Aramark May Go Private Again
June 29, 2006
FM Staff
On May 1, an investment group led by Chairman/CEO Joseph Neubauer offered $32 a share to take Aramark Corp. private in a deal valued at $5.77 billion. Besides Neubauer, the group includes private equity firms Thomas H. Lee Partners and Warburg Pincus LLC, as well as GS Capital Partners and J.P. Morgan Partners, the private equity arms of Goldman Sachs Group, Inc., and JPMorgan Chase & Co..
A few weeks later, the company announced that it had hired Credit Suisse Securities LLC to help it evaluate the offer, as well as other available alternatives.
Analysts who follow Aramark say the $32 a share offer will almost certainly have to be raised if a bid is to be successful. Indeed, soon after the offer was announced, the company's stock price, which had been trading at around $28, rose above $34 before falling back but remaining above $32 as of FM press time in late May. This is a clear indication, analysts say, that investors expect competing offers, most likely from private equity firms, that would push the price up.

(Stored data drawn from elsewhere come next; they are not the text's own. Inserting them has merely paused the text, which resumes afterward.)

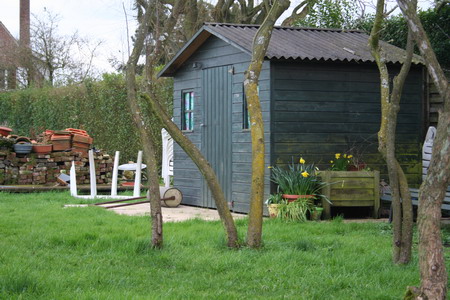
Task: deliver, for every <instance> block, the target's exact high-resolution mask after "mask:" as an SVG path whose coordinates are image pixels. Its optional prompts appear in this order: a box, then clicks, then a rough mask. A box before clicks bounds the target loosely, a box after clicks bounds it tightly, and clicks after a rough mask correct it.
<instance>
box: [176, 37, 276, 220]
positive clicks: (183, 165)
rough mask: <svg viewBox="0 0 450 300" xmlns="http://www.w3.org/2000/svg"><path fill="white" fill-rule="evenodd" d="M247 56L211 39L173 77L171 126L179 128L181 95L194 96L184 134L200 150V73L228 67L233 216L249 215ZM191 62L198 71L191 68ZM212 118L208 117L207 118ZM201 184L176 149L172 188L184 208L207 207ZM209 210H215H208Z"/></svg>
mask: <svg viewBox="0 0 450 300" xmlns="http://www.w3.org/2000/svg"><path fill="white" fill-rule="evenodd" d="M249 61H250V55H248V54H246V53H244V52H242V51H240V50H239V49H237V48H235V47H233V46H231V45H229V44H227V43H226V42H224V41H223V40H221V39H219V38H216V37H214V36H212V37H210V38H209V39H208V40H207V41H206V42H205V43H204V44H203V45H202V46H201V47H200V48H199V49H198V50H197V51H196V52H195V53H194V54H193V55H192V56H191V57H190V58H189V59H188V60H187V61H186V62H185V64H184V65H183V66H182V67H181V68H180V69H179V70H178V71H177V73H176V74H175V76H174V121H175V123H176V124H178V125H179V126H180V124H181V116H180V114H181V95H182V93H183V91H188V90H193V91H194V93H195V105H194V130H193V131H192V132H186V133H185V135H186V136H187V137H189V138H190V139H191V140H192V141H193V142H194V144H195V145H196V146H197V147H199V148H200V149H202V147H204V146H205V143H202V128H201V126H200V124H202V123H203V122H204V117H205V113H207V112H205V111H203V102H204V99H202V93H203V90H202V73H203V71H202V70H204V69H208V68H213V67H218V66H232V67H233V76H232V99H230V101H231V105H232V123H231V124H230V127H231V130H232V138H231V140H232V147H231V148H232V154H231V159H232V164H231V170H232V176H231V178H232V179H231V186H226V187H224V189H229V190H230V193H231V199H229V202H230V207H232V209H233V210H234V211H238V212H248V209H249V201H250V183H251V173H250V171H251V137H250V131H249V130H244V129H242V103H243V80H244V71H245V70H246V69H247V67H248V64H249ZM194 62H195V63H197V68H194V67H193V66H194ZM269 68H270V64H269V63H268V62H265V63H264V65H263V70H262V73H261V76H260V85H259V91H260V99H261V105H262V110H263V117H264V121H265V132H266V136H265V138H266V164H267V165H268V164H269V157H270V134H269V130H270V69H269ZM210 113H211V112H210ZM268 176H269V175H268V172H267V175H266V193H269V189H270V182H269V177H268ZM204 184H205V183H204V182H203V178H202V176H201V174H200V172H199V171H198V170H197V167H196V166H195V165H194V163H193V162H192V161H191V159H190V158H189V157H188V156H187V155H186V154H185V153H184V151H183V150H182V149H181V148H180V147H179V146H178V145H175V147H174V185H175V187H177V188H179V189H180V190H181V191H182V192H183V203H185V204H191V205H198V206H211V205H210V204H209V203H207V201H206V200H207V199H204V197H203V188H204ZM212 206H213V205H212Z"/></svg>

"While an increase in the offer price may be on the horizon, we find it hard to argue that the current deal meaningfully undervalues shares," suggested CIBC World Markets analyst Thatcher Thompson in a research report following the offer.
The question is how much the company is actually worth. Some analysts peg it to be as much as $35 a share. However, in an unusually forceful analysis in the British Caterer Search trade news service, one industry consultant made a case that Aramark's going private, along with a similar recent move by the European catering firm Elior SA, represents a return back to fiscal reality for the contract foodservice sector.
In his article, "What Determines True Value" (the full text can be found at http://www.caterersearch.com/Articles/Article.aspx? liArticleID=306881), Jonathan Knight, head of management services and business development at the British consulting firm Tricon Foodservice Consultants, argues that "[Aramark and Elior] believe they are undervalued by their respective stock markets because investors want quick results and high net profits and do not really understand what the contract catering/concession business is all about."
He notes the difficulties recently encountered by the two other major publicly held contract management companies, Compass Group PLC and Sodexho Alliance SA, in meeting shareholder expectations. Meanwhile, "mid-sized, privately-owned companies are currently enjoying growth spurts, suggesting that private ownership offers operators more control over their destinies."
"...perhaps the message is at last sinking in that contract catering is not about quick fixes and fast-buck returns," he argues. "It's about a steadilygrowing but undervalued support service which entails low capital investment and little risk.
"There is a real question whether the contract catering industry can survive in its current guise," he adds ominously. "It is being gobbled away at one end by competition from fast-growing retailers and chain operators. At the other end, its financial backers have been led to expect results which have been proved to be neither warranted nor sustainable."
Aramark has historically gone through several stages of public and private ownership. The company, originally known as ARA Services, began as a private firm in 1936 and went public in 1960 following a major merger. A hostile takeover bid led to a management buyout led by Neubauer in 1984. The firm remained privately held until 2001, when it made a successful return to the public domain with a listing on the New York Stock Exchange.